At length, he reached the tunnel and passed within its sheltering thicket, and then out into the bright sunny lanes of the Shire. There he paused and closed his eyes, exhaling with relief. His skin still tingled with sensation, and he had a feeling he was covered in dust and strange pollen, but he'd made it in and out, and the thing was done.
Looks like I'll be back for supper, he thought, and whistling, headed down the road for Crickhollow.
That evening, he and Merry and Pippin sat outside and supped, and chatted, and watched the sun go down, and the stars come out.
"Will you look at that," Merry said, marveling at the fiery color, and the winking bright Evenstar gleaming in it all.

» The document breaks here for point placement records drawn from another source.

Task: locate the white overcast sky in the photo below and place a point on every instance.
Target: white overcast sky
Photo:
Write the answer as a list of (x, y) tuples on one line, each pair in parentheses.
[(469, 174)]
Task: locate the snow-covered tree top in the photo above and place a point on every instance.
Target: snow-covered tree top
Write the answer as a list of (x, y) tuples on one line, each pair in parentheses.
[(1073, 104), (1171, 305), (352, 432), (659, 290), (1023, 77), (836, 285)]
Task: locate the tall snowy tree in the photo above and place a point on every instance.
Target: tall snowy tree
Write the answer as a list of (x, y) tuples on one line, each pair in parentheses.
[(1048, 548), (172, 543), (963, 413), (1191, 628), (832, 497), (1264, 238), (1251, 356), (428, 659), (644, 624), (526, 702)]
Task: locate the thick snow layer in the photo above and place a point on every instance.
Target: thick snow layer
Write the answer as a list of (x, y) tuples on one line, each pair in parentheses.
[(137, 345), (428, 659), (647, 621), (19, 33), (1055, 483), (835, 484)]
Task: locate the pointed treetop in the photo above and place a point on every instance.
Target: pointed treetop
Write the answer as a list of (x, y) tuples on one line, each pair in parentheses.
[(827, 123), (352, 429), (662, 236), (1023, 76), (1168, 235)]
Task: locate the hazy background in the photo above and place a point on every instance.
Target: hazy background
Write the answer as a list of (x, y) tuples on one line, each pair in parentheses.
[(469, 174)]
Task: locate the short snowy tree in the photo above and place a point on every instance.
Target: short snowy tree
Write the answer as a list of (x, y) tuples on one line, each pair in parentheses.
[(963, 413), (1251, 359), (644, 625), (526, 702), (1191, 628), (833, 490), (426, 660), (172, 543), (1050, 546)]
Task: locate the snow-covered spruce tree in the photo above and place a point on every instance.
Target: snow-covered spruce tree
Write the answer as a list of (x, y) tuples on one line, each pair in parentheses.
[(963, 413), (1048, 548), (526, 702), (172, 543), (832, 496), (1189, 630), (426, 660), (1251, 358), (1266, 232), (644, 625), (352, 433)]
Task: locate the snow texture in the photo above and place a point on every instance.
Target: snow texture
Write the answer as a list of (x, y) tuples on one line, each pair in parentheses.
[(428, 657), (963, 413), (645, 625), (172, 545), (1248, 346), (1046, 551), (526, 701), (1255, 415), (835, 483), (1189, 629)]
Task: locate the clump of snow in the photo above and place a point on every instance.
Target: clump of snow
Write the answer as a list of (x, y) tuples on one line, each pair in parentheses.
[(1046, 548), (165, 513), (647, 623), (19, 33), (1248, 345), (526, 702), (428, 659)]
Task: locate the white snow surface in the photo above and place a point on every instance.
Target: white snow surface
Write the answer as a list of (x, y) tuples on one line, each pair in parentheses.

"And feel that wind!" Pippin added. For of a sudden, a cool breeze came calling, and such a breeze! Not a gale or a gust, but a steady blowing, and yet, as the hobbits sat there, they became aware of a strangeness to it – it was as if it were many winds, all laced together, buffeting this way and that, making little swirls and eddies to tease at a body from all sides, but gently. And though it was not strong, it did seem to whistle as it went...
Merry and Pippin gave each other a look, then glanced at Sam, who was staring back along the wind's path, transfixed. "Sam?" Merry asked.
"It's from the Old Forest," he murmured. "The airs – they're from the Forest."
"The Old Forest?"
"Yes. It's the trees," Sam said, face shining with wonderment. "They're... singing!"